The Salvation Army's military imagery is a vital part of our organisational identity. I've written extensively before about the meaning of 'Salvation' in our movement's name and the need for this not to be construed too narrowly. It's now time to turn to the 'Army' part because I'm becoming increasingly convinced that overly literal interpretations of this military signifier also threaten to undermine our Christian identity.
It's only fair to begin with the recognition that being a Christian 'army' in the 19th century probably didn't have the cringe factor that it gained for many people in the 20th century. If that wasn't challenged by two world wars, it certainly became an issue by the 1960s and for the generations that followed who chanted "War, what is it good for? Absolutely nothing".

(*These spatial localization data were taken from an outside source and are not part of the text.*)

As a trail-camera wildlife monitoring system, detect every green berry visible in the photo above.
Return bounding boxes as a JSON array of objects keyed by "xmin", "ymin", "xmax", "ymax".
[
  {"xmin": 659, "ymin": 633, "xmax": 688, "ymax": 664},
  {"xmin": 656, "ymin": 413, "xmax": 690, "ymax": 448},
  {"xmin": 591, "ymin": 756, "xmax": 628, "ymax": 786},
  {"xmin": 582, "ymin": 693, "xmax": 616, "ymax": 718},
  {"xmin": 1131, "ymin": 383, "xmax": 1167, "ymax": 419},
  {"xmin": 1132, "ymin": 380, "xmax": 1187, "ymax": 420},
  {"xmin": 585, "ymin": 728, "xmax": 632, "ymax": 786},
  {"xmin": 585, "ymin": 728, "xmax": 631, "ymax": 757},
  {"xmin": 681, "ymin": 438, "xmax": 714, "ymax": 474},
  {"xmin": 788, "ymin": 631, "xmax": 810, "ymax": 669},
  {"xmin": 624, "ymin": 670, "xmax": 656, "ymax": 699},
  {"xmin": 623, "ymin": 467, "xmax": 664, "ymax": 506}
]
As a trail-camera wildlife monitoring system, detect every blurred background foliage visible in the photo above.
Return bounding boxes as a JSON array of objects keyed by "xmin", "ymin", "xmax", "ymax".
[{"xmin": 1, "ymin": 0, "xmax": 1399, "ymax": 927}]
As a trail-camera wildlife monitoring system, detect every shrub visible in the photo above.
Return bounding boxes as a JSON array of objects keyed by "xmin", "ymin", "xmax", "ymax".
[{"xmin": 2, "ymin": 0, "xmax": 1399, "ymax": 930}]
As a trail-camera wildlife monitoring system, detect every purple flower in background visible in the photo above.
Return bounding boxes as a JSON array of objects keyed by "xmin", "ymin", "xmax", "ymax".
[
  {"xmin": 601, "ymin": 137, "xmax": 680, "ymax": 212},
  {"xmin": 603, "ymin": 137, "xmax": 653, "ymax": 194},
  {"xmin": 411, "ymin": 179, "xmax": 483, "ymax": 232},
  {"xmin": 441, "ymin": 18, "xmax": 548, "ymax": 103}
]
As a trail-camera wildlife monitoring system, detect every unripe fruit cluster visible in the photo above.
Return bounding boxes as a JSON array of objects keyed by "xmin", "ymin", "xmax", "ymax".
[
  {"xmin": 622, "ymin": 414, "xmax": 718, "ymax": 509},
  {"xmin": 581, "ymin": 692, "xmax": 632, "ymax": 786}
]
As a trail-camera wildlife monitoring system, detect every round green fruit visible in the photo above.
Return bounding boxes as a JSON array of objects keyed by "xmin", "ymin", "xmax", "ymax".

The inherent discomfort in the juxtaposition of Christian faith and military imagery finds its root in Jesus' call to non-violence (Matt 5:38-40;26:52). However, as long as you can imagine an army of non-violent love, then the problem goes away. Unfortunately, that's exactly the kind of paradoxical idea that most Westerners struggle with. The closest we come to embracing paradox is usually irony - and it's not really the same thing.
Despite these challenges, I think there is real opportunity here. The context just means that we have to be even more explicit about our non-violent approach. We can affirm our identity as an army and every time we do so, we need to reiterate what this means. It means that we take the inclusive love that Jesus proclaimed very seriously indeed. It is something that we're prepared to fight for but in this case, fighting means laying down our swords in the same way that Jesus lay down his life. Whilst other armies have to learn to hate their enemies, we embrace love of enemy. Our real enemies are never people but the oppressive systems and circumstances that drain people of life and of love.
If we can begin to embrace the centrality of this paradox in our organisational identity, then all sorts of additional possibilities also open up. How can we affirm the idea of a uniform without imposing uniformity? How do we embody servant leadership in the midst of an evident hierarchy of power? How can we demonstrate the genuine inclusivity of the Kingdom in a world which is always asking us to take sides?